As French artist Amandine Rufin set out paintbrushes and lined up miniature chairs at Roncesvalles’ Smock Café last Saturday morning, the clamour of tiny feet could be heard on the stairs to the basement studio.
Moms and dads sat upstairs, sipping Americanos in the four-month-old coffee shop (and “wonder workshop”), designed to accommodate both kids’ need for entertainment and parents’ need for caffeine.
Last Saturday was the first of the café’s “Let’s Be an Artist” classes, bringing great art to four- to seven-year-olds. And not just any art—the 11-week curriculum includes Antoni Gaudí and Piet Mondrian, while Saturday’s class was centred on the work of 19th-century impressionists. To the bafflement of most students, it was also taught entirely in French.
About half of the small class sat gingerly dabbing within the lines of a pencil-drawn tree, attempting to recreate impressionist short-stippling techniques.
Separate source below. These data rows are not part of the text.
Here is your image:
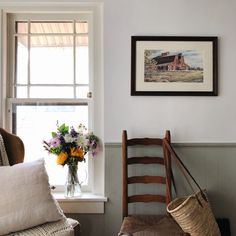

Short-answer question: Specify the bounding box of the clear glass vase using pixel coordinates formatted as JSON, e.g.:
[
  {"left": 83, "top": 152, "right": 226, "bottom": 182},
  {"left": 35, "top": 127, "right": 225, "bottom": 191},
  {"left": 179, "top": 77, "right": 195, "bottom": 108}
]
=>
[{"left": 65, "top": 164, "right": 82, "bottom": 198}]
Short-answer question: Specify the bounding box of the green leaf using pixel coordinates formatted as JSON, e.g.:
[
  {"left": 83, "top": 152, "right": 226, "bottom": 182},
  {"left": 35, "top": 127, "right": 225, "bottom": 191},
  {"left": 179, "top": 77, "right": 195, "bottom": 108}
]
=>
[
  {"left": 57, "top": 124, "right": 69, "bottom": 135},
  {"left": 51, "top": 132, "right": 57, "bottom": 138}
]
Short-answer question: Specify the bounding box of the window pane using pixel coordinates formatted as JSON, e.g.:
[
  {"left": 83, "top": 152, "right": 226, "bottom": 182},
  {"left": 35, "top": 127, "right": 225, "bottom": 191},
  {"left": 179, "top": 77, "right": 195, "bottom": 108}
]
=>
[
  {"left": 13, "top": 104, "right": 88, "bottom": 185},
  {"left": 76, "top": 36, "right": 89, "bottom": 84},
  {"left": 30, "top": 21, "right": 73, "bottom": 34},
  {"left": 76, "top": 86, "right": 89, "bottom": 98},
  {"left": 16, "top": 36, "right": 28, "bottom": 84},
  {"left": 29, "top": 86, "right": 74, "bottom": 98},
  {"left": 15, "top": 21, "right": 28, "bottom": 34},
  {"left": 75, "top": 22, "right": 88, "bottom": 34},
  {"left": 30, "top": 36, "right": 73, "bottom": 84},
  {"left": 16, "top": 86, "right": 28, "bottom": 98}
]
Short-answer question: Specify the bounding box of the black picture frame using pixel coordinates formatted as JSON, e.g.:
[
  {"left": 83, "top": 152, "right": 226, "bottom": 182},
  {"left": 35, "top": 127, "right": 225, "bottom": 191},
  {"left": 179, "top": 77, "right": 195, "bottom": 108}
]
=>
[{"left": 131, "top": 36, "right": 218, "bottom": 96}]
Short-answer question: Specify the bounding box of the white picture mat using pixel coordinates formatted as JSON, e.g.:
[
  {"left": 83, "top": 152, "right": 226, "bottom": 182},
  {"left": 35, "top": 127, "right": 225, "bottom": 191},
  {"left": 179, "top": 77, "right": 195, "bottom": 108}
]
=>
[{"left": 135, "top": 41, "right": 213, "bottom": 92}]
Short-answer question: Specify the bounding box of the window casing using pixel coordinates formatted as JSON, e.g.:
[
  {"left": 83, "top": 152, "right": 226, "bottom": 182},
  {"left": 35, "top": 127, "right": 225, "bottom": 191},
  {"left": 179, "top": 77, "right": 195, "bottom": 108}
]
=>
[{"left": 6, "top": 13, "right": 94, "bottom": 191}]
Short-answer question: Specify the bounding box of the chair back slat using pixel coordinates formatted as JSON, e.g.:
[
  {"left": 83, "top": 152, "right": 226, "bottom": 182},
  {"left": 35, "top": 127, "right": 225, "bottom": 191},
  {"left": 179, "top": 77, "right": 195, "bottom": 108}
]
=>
[
  {"left": 128, "top": 194, "right": 166, "bottom": 203},
  {"left": 128, "top": 175, "right": 166, "bottom": 184},
  {"left": 127, "top": 138, "right": 162, "bottom": 146},
  {"left": 127, "top": 156, "right": 164, "bottom": 165},
  {"left": 122, "top": 130, "right": 172, "bottom": 217}
]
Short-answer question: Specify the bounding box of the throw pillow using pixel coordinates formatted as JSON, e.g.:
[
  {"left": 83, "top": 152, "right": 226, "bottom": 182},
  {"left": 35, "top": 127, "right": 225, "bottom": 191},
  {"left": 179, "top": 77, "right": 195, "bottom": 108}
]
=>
[{"left": 0, "top": 159, "right": 64, "bottom": 235}]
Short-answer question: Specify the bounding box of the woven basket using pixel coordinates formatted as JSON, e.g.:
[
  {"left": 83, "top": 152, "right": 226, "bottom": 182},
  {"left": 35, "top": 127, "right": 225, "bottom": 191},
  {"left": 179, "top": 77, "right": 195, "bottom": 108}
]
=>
[{"left": 167, "top": 191, "right": 221, "bottom": 236}]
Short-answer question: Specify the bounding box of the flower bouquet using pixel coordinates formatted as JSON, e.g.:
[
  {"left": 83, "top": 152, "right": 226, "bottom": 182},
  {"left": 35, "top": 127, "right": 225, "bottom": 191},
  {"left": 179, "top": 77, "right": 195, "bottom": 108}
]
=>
[{"left": 43, "top": 124, "right": 99, "bottom": 197}]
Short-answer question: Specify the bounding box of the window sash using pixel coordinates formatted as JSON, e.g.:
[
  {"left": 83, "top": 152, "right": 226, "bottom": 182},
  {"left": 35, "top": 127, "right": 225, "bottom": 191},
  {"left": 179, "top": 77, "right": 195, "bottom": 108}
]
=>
[{"left": 7, "top": 99, "right": 94, "bottom": 192}]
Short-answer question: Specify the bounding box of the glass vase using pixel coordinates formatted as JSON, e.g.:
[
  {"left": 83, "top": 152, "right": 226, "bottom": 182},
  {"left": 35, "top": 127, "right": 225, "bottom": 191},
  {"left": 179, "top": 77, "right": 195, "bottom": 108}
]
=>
[{"left": 65, "top": 164, "right": 82, "bottom": 198}]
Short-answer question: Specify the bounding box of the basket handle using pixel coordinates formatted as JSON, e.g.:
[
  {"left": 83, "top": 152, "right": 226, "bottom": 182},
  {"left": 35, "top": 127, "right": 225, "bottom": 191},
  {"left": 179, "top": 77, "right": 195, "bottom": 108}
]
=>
[{"left": 163, "top": 138, "right": 208, "bottom": 206}]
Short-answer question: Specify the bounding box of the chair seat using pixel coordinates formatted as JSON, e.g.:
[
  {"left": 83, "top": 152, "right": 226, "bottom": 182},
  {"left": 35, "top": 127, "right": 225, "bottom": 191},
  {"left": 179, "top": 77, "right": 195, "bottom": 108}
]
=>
[{"left": 119, "top": 215, "right": 188, "bottom": 236}]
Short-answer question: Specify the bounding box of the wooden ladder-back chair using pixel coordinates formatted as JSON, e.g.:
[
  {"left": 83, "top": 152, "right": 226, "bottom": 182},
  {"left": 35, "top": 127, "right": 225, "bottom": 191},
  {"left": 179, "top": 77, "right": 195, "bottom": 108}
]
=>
[
  {"left": 0, "top": 128, "right": 25, "bottom": 165},
  {"left": 119, "top": 130, "right": 187, "bottom": 236}
]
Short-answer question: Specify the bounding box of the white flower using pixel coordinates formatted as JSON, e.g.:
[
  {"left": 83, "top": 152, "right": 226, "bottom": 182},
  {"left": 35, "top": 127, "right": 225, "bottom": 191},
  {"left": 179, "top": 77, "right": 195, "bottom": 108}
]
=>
[
  {"left": 76, "top": 135, "right": 86, "bottom": 147},
  {"left": 64, "top": 134, "right": 74, "bottom": 143}
]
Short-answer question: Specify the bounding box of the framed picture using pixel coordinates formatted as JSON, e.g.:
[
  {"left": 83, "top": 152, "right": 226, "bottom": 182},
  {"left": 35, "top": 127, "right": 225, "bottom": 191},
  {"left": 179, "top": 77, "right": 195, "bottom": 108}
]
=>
[{"left": 131, "top": 36, "right": 218, "bottom": 96}]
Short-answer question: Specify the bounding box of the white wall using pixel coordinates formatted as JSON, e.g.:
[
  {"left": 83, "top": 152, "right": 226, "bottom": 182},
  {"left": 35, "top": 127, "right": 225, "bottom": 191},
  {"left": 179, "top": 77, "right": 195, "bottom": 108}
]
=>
[{"left": 104, "top": 0, "right": 236, "bottom": 142}]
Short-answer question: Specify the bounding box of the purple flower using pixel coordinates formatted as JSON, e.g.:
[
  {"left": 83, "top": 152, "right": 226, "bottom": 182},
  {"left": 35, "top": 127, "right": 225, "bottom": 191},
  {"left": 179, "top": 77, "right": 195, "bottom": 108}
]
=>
[{"left": 48, "top": 137, "right": 61, "bottom": 147}]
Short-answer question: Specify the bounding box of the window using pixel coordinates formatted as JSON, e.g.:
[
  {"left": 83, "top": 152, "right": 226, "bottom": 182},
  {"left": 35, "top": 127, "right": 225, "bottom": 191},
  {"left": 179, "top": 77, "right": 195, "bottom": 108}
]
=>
[{"left": 7, "top": 13, "right": 94, "bottom": 193}]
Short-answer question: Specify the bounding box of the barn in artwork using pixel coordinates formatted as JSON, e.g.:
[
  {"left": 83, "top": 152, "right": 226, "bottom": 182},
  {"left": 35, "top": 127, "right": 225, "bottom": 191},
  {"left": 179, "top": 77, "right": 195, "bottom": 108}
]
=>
[{"left": 152, "top": 52, "right": 190, "bottom": 71}]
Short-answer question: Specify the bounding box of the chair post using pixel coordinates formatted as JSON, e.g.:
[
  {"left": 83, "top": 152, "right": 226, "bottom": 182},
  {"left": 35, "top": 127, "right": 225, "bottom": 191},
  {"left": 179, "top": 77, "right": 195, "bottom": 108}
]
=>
[
  {"left": 164, "top": 130, "right": 172, "bottom": 204},
  {"left": 122, "top": 130, "right": 128, "bottom": 218}
]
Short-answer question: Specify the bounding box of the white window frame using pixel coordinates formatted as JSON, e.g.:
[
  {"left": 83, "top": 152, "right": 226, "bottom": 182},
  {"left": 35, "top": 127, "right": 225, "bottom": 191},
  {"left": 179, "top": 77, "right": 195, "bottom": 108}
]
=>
[{"left": 0, "top": 2, "right": 105, "bottom": 201}]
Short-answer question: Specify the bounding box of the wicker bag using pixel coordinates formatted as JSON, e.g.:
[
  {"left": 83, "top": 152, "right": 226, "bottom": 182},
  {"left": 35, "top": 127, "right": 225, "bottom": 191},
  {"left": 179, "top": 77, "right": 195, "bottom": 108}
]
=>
[{"left": 165, "top": 140, "right": 221, "bottom": 236}]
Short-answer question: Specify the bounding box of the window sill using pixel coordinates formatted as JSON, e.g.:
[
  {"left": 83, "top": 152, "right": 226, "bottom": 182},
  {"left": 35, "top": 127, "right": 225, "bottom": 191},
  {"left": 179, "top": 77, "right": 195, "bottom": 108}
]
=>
[{"left": 53, "top": 192, "right": 108, "bottom": 214}]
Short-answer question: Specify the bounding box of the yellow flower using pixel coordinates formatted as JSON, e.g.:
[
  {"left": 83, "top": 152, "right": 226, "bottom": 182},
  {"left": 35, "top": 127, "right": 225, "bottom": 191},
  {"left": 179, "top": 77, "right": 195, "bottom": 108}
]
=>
[
  {"left": 57, "top": 152, "right": 68, "bottom": 165},
  {"left": 70, "top": 147, "right": 84, "bottom": 159}
]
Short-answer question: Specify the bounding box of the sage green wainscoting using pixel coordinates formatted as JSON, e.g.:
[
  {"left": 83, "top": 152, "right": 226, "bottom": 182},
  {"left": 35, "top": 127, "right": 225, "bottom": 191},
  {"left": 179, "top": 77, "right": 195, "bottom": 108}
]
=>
[{"left": 69, "top": 143, "right": 236, "bottom": 236}]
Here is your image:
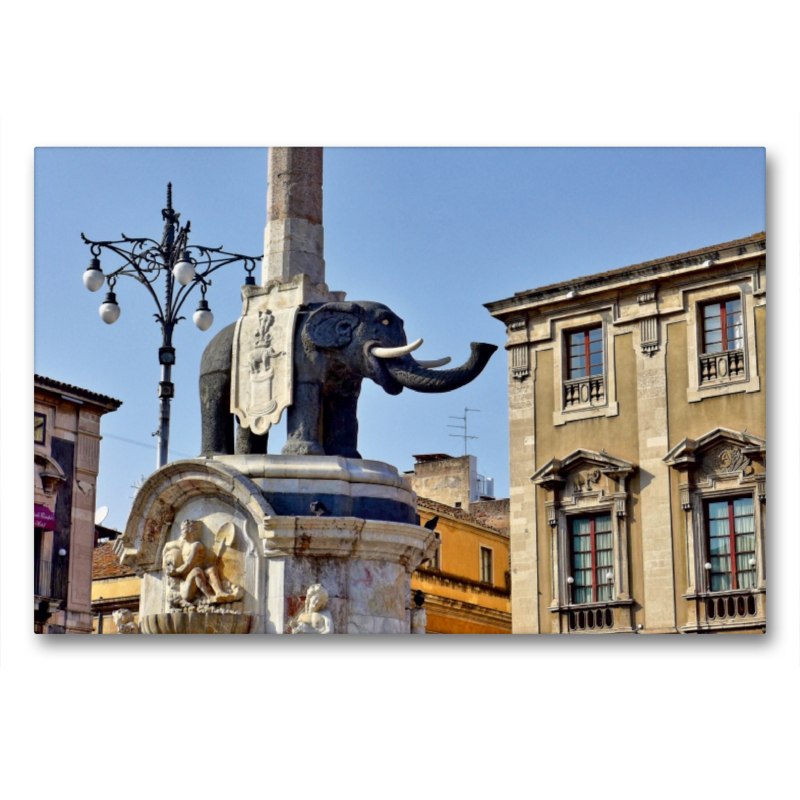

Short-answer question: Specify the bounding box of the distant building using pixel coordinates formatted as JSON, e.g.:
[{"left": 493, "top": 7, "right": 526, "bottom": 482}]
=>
[
  {"left": 33, "top": 375, "right": 122, "bottom": 633},
  {"left": 404, "top": 453, "right": 511, "bottom": 634},
  {"left": 92, "top": 525, "right": 141, "bottom": 633},
  {"left": 486, "top": 233, "right": 766, "bottom": 634}
]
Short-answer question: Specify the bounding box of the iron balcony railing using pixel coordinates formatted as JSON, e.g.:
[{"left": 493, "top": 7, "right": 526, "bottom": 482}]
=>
[
  {"left": 700, "top": 350, "right": 744, "bottom": 386},
  {"left": 564, "top": 375, "right": 606, "bottom": 409}
]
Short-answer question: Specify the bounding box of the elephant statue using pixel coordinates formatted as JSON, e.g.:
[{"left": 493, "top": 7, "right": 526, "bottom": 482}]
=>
[{"left": 200, "top": 301, "right": 497, "bottom": 458}]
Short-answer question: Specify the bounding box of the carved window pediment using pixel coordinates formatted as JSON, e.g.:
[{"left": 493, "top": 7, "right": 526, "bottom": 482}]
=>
[
  {"left": 664, "top": 428, "right": 767, "bottom": 632},
  {"left": 531, "top": 449, "right": 635, "bottom": 633},
  {"left": 664, "top": 428, "right": 767, "bottom": 482},
  {"left": 531, "top": 449, "right": 634, "bottom": 496}
]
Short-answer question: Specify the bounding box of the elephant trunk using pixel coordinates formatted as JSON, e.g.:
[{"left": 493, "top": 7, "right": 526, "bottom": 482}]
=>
[{"left": 384, "top": 342, "right": 497, "bottom": 393}]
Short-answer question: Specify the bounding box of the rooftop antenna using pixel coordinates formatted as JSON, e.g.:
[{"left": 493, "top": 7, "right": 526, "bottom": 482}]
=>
[{"left": 447, "top": 408, "right": 480, "bottom": 455}]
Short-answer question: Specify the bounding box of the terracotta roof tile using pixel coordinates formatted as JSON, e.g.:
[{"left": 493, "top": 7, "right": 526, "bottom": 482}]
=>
[
  {"left": 484, "top": 231, "right": 767, "bottom": 310},
  {"left": 33, "top": 375, "right": 122, "bottom": 409},
  {"left": 417, "top": 497, "right": 503, "bottom": 533},
  {"left": 92, "top": 542, "right": 135, "bottom": 581}
]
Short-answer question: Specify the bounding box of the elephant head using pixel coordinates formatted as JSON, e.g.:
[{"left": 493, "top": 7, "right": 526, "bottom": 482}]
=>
[
  {"left": 200, "top": 302, "right": 497, "bottom": 458},
  {"left": 301, "top": 302, "right": 497, "bottom": 394}
]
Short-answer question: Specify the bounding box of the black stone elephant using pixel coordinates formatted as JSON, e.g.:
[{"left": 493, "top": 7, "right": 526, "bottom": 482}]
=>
[{"left": 200, "top": 302, "right": 497, "bottom": 458}]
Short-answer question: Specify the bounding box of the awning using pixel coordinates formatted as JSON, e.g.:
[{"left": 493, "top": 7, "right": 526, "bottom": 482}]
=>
[{"left": 33, "top": 505, "right": 56, "bottom": 531}]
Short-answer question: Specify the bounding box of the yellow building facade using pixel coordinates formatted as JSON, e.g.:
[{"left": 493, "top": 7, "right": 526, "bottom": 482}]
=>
[
  {"left": 487, "top": 233, "right": 766, "bottom": 634},
  {"left": 33, "top": 375, "right": 122, "bottom": 634},
  {"left": 411, "top": 498, "right": 511, "bottom": 634}
]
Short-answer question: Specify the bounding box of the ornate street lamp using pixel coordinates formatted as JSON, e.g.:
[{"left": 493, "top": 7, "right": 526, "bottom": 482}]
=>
[{"left": 81, "top": 183, "right": 262, "bottom": 467}]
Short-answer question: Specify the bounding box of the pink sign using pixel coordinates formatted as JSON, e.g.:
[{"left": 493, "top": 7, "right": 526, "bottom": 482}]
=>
[{"left": 33, "top": 505, "right": 56, "bottom": 531}]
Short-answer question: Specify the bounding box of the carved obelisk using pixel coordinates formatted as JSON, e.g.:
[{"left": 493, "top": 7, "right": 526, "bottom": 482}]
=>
[
  {"left": 231, "top": 147, "right": 344, "bottom": 436},
  {"left": 261, "top": 147, "right": 325, "bottom": 286}
]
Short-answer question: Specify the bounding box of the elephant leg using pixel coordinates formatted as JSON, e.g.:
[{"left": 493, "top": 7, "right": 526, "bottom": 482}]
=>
[
  {"left": 281, "top": 383, "right": 325, "bottom": 456},
  {"left": 322, "top": 386, "right": 361, "bottom": 458},
  {"left": 235, "top": 420, "right": 269, "bottom": 456},
  {"left": 200, "top": 372, "right": 233, "bottom": 456}
]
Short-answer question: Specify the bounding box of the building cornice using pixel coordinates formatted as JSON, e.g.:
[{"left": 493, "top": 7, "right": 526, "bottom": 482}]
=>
[
  {"left": 33, "top": 375, "right": 122, "bottom": 411},
  {"left": 484, "top": 232, "right": 766, "bottom": 318}
]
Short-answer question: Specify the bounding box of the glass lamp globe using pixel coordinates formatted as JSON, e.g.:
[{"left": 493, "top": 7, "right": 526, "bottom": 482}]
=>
[
  {"left": 100, "top": 292, "right": 120, "bottom": 325},
  {"left": 192, "top": 300, "right": 214, "bottom": 331},
  {"left": 83, "top": 258, "right": 106, "bottom": 292},
  {"left": 172, "top": 253, "right": 194, "bottom": 286}
]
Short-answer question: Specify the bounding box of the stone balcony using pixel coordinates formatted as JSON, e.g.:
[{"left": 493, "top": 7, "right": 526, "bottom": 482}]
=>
[
  {"left": 564, "top": 375, "right": 606, "bottom": 411},
  {"left": 700, "top": 350, "right": 745, "bottom": 386}
]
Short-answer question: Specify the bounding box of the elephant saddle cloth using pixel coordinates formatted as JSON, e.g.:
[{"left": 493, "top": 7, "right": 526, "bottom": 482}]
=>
[{"left": 231, "top": 287, "right": 299, "bottom": 435}]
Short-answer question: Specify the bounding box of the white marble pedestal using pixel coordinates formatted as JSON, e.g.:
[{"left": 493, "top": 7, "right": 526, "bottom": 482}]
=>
[{"left": 115, "top": 456, "right": 437, "bottom": 633}]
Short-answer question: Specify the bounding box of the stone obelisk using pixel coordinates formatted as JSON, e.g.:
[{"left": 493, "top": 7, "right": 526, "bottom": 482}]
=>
[
  {"left": 261, "top": 147, "right": 325, "bottom": 286},
  {"left": 115, "top": 147, "right": 437, "bottom": 634}
]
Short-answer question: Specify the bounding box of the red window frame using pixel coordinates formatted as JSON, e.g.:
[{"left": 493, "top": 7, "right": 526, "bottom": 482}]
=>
[
  {"left": 569, "top": 512, "right": 614, "bottom": 604},
  {"left": 480, "top": 545, "right": 494, "bottom": 586},
  {"left": 705, "top": 495, "right": 756, "bottom": 592},
  {"left": 567, "top": 325, "right": 604, "bottom": 380},
  {"left": 702, "top": 297, "right": 744, "bottom": 353}
]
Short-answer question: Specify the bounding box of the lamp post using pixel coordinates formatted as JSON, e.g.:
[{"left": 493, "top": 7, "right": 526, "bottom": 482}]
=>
[{"left": 81, "top": 183, "right": 262, "bottom": 467}]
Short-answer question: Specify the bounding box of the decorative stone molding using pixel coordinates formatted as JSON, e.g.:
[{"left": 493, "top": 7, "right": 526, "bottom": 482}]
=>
[
  {"left": 639, "top": 317, "right": 659, "bottom": 356},
  {"left": 506, "top": 316, "right": 528, "bottom": 333},
  {"left": 549, "top": 305, "right": 619, "bottom": 425},
  {"left": 111, "top": 608, "right": 139, "bottom": 633},
  {"left": 162, "top": 519, "right": 244, "bottom": 614},
  {"left": 510, "top": 342, "right": 531, "bottom": 381},
  {"left": 664, "top": 428, "right": 766, "bottom": 620},
  {"left": 531, "top": 449, "right": 635, "bottom": 633},
  {"left": 681, "top": 278, "right": 761, "bottom": 403}
]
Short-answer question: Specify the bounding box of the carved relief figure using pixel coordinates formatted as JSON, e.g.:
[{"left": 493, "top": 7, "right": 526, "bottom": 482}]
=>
[
  {"left": 289, "top": 583, "right": 333, "bottom": 633},
  {"left": 111, "top": 608, "right": 139, "bottom": 633},
  {"left": 247, "top": 311, "right": 285, "bottom": 417},
  {"left": 700, "top": 444, "right": 753, "bottom": 475},
  {"left": 163, "top": 519, "right": 244, "bottom": 608},
  {"left": 572, "top": 469, "right": 600, "bottom": 492}
]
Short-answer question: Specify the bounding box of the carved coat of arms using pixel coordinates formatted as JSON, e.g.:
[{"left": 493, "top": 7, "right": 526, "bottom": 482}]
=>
[{"left": 231, "top": 290, "right": 298, "bottom": 435}]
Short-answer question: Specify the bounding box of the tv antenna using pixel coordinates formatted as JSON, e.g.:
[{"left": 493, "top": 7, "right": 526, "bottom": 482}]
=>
[{"left": 447, "top": 408, "right": 480, "bottom": 455}]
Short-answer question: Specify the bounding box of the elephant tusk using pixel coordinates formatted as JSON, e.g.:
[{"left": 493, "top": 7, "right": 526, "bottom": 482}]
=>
[
  {"left": 369, "top": 339, "right": 422, "bottom": 358},
  {"left": 417, "top": 356, "right": 453, "bottom": 369}
]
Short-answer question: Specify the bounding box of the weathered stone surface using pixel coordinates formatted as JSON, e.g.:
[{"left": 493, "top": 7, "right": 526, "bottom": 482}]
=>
[
  {"left": 124, "top": 456, "right": 436, "bottom": 634},
  {"left": 267, "top": 147, "right": 322, "bottom": 225}
]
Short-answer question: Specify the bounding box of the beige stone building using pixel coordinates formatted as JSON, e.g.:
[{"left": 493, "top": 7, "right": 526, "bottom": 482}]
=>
[
  {"left": 33, "top": 375, "right": 122, "bottom": 633},
  {"left": 486, "top": 233, "right": 766, "bottom": 634}
]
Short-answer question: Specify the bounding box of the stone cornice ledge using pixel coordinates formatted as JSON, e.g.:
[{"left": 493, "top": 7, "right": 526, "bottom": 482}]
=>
[{"left": 259, "top": 517, "right": 438, "bottom": 570}]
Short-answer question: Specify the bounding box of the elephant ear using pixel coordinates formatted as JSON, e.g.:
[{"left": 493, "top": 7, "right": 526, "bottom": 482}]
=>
[{"left": 304, "top": 303, "right": 361, "bottom": 349}]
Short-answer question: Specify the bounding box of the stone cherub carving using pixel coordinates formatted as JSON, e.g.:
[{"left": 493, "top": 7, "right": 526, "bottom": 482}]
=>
[
  {"left": 111, "top": 608, "right": 139, "bottom": 633},
  {"left": 289, "top": 583, "right": 333, "bottom": 633},
  {"left": 163, "top": 519, "right": 244, "bottom": 608}
]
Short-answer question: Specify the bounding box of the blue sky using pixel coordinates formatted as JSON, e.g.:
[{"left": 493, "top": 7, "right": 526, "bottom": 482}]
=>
[{"left": 34, "top": 148, "right": 766, "bottom": 528}]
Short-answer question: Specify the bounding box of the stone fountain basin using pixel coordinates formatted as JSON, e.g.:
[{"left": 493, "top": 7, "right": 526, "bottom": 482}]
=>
[{"left": 140, "top": 611, "right": 256, "bottom": 634}]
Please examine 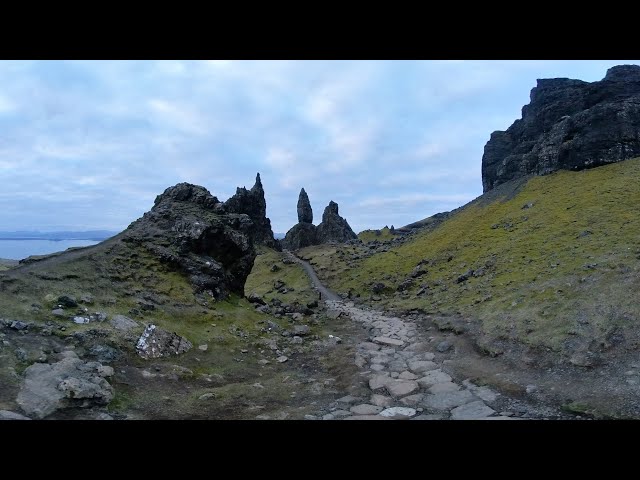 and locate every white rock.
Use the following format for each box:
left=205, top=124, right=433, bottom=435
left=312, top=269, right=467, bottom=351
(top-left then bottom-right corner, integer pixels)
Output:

Others, like Addie Sadler, aged “four-and-three-quarters,” preferred a more Pollock-inspired free-form technique. She swiped large globs of teal, peach, and red across her sheet, occasionally dabbing off the excess.
“C’est pas comme ça” (“not like this”), said Rufin, gently re-directing her young student’s heavy strokes to the lighter method preferred by Claude Monet and Degas. “Touche et touche et touche.” (“Just touch, touch, touch.”)
Sadler managed to finish two paintings while cheekily mugging in the tableside mirror. She danced over to her classmates in her sock feet to offer words of artistic encouragement. “That’s okay,” she reassured them. “We can do what we want.”